One important idea that should come out of Dial’s show and the ones he will have, and the recognition he eventually must get, is that he represents a broad spectrum of black creativity, particularly in the black South, This is so important because the South is not only “the scene of the crime” (slavery), but, if you read Du Bois’s Souls of Black Folk or, for that matter, the most recent U.S. Department of Commerce maps and statistics on the Afro-American people, you’ll find out that, even in 1992, six out of ten black people still live in the South, and eight out of ten were born there (no matter what they might say now).
So that it is truly the land base of the Afro-American nation in this country. It is the heaviest source of Afro-American culture and history in the United States. And even after the mass migrations out of the South at the end of the nineteenth century, by the 60s, not only had that migration out reversed so that there were larger numbers of Aero- Americans returning to the South than were leaving it, but, even after fifty years of “get- ting their hats“ and splitting the South to go north because they thought, like Richard Wright in BlackBoy, that that was where their lives “could be lived with dignity,” by the end of the 60s there were still more black people in the South than anywhere else.
Master of Space, 2004
Neckties, rope carpet, artificial flowers, soil, tin, oil, enamel,
spray paint, and Splash Zone compound on canvas on wood
213.4 x 274.3 x 33 cm
Courtesy The Artist and Souls Grown Deep Foundation, Société and David Lewis
One thing about Dial’s works is that they might be anything. They might look like anything, they might be made of anything. They are at once seemingly a mixture of narrative and signifying. The images are not so much “symbolic” in the sense that they are supposed to represent something else as they are merely a Blood signifying in form and color. Signifying in the sense that the images are what they are but say more or go deeper. I mean, sometimes after I look at the image, the jagged maelstrom of color, fabric, rope, rug, wood (it could be anything), I hear the word “shiiii …” go through my mind. Like Dial had said what he was going to say and at the end of it, just as it bounce off your eyeball there is the punctuating Afro-American scatalogical benediction, like Magic might stuffing one night in the face of the whatevers, the release of breath and tension at the dismissal by example of the proposition that you cannot do (or maybe even conceive of doing) whatever, there is upon the completion, that “shhiii … “
Dial’s works celebrate perception, that he has felt, and they celebrate rationalization, that he has not only perceived but also got something to say about it, and his works definitely celebrate the how-to, the use, he makes, with art, or the world.

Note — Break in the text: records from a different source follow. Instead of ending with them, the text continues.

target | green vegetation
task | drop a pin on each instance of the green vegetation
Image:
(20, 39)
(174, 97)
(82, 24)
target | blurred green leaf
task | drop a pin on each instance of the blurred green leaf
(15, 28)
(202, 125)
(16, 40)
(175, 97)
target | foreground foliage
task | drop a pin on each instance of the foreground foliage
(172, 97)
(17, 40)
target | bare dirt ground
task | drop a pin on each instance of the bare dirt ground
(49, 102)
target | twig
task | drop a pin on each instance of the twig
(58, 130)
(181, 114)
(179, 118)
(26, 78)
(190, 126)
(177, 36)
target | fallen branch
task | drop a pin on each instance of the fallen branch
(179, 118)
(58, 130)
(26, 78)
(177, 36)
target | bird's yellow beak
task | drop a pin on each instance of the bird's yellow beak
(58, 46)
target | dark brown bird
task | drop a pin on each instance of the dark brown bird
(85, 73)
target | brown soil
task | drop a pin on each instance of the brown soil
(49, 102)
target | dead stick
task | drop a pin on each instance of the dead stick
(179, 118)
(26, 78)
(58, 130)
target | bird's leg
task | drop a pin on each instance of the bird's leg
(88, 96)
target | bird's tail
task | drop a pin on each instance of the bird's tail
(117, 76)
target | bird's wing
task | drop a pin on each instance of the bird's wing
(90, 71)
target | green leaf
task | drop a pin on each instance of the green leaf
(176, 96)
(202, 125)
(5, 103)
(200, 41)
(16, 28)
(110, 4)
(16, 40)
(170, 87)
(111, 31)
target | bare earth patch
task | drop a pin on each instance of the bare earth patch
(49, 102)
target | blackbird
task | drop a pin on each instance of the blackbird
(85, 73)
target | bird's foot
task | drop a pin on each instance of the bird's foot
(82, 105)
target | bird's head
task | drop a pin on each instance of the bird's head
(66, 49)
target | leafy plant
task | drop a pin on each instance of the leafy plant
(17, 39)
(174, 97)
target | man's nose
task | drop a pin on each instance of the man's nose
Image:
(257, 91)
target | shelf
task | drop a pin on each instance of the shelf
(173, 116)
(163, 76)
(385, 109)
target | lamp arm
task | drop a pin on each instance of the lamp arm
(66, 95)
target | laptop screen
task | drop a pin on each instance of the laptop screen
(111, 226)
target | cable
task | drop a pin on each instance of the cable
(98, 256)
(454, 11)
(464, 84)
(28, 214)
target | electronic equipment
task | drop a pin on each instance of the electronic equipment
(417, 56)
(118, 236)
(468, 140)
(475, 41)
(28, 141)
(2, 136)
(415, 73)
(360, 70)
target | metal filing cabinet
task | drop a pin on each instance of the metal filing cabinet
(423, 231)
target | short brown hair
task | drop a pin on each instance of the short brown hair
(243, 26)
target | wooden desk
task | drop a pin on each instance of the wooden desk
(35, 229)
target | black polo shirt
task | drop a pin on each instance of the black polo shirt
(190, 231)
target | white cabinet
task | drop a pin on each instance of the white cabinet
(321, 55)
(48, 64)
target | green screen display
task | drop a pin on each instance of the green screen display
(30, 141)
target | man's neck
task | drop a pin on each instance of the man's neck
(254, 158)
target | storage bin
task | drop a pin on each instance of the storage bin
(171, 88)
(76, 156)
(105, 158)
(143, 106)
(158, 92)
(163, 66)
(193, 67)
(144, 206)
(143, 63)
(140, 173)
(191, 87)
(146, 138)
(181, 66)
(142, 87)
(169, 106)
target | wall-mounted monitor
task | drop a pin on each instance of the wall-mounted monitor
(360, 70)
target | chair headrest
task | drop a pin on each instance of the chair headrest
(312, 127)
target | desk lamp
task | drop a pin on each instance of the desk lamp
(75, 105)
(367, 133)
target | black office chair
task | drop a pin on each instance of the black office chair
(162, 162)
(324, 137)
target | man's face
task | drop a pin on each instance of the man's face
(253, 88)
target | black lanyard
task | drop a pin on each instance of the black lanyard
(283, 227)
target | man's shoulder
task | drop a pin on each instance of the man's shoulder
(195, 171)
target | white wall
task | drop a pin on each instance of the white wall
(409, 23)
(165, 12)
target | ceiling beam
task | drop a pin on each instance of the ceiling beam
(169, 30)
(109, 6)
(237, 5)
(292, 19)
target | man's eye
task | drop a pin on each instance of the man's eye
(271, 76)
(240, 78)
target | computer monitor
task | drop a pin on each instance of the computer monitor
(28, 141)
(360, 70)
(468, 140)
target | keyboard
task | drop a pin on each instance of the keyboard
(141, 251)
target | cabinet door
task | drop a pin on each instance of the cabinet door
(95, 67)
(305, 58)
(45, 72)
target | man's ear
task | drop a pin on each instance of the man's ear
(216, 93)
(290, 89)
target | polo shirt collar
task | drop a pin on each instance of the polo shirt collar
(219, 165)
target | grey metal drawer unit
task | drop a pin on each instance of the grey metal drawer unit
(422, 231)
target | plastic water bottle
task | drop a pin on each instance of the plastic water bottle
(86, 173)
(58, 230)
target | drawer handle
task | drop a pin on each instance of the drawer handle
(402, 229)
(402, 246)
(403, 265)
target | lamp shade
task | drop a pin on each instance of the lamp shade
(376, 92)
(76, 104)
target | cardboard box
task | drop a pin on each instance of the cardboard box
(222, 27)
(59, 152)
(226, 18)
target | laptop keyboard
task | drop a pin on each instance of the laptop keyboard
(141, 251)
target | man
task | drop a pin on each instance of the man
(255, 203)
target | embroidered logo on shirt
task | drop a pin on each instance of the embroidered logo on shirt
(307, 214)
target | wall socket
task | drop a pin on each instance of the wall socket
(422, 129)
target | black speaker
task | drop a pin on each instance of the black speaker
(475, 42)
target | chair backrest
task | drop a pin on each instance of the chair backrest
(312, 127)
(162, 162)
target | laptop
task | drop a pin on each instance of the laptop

You see and hear! Like a juxtaposition of the eye and the ear, along with the parade of other sensuous connections the work makes (certainly, the tactile, the mounds of color, paint that can actually be touched). Like you can feel the tigers
Dial seems to render his recurrent idea of the chaotic and dangerous human society no longer as the awed or terrified or disdainful spectator surrounded by those Kafkaesque forests of the night. He is moving to identify the elements that make the forest a jungle and metaphorically fixed in permanent night.
There is a sense to Dial’s works, particularly the earlier ones, of being surrounded on all sides by awesome, unknown destructive forces. Monkeys, dogs, funny-looking little white men, midgets, ticks, man-eating flora and fauna, and mysterious ”ladies“ of all hues. He tries to explain them by explaining himself. Showing himself in relation- ship to them. But he has begun to probe into the chaos, to pinpoint its functions.
He has know all his life about struggle. A great many of his works identify that quality of his life, but also he keeps a running account of how that struggle changes, or is redefined, or reemerges, of higher levels of struggle. Struggle in different contexts though the stakes might be similar.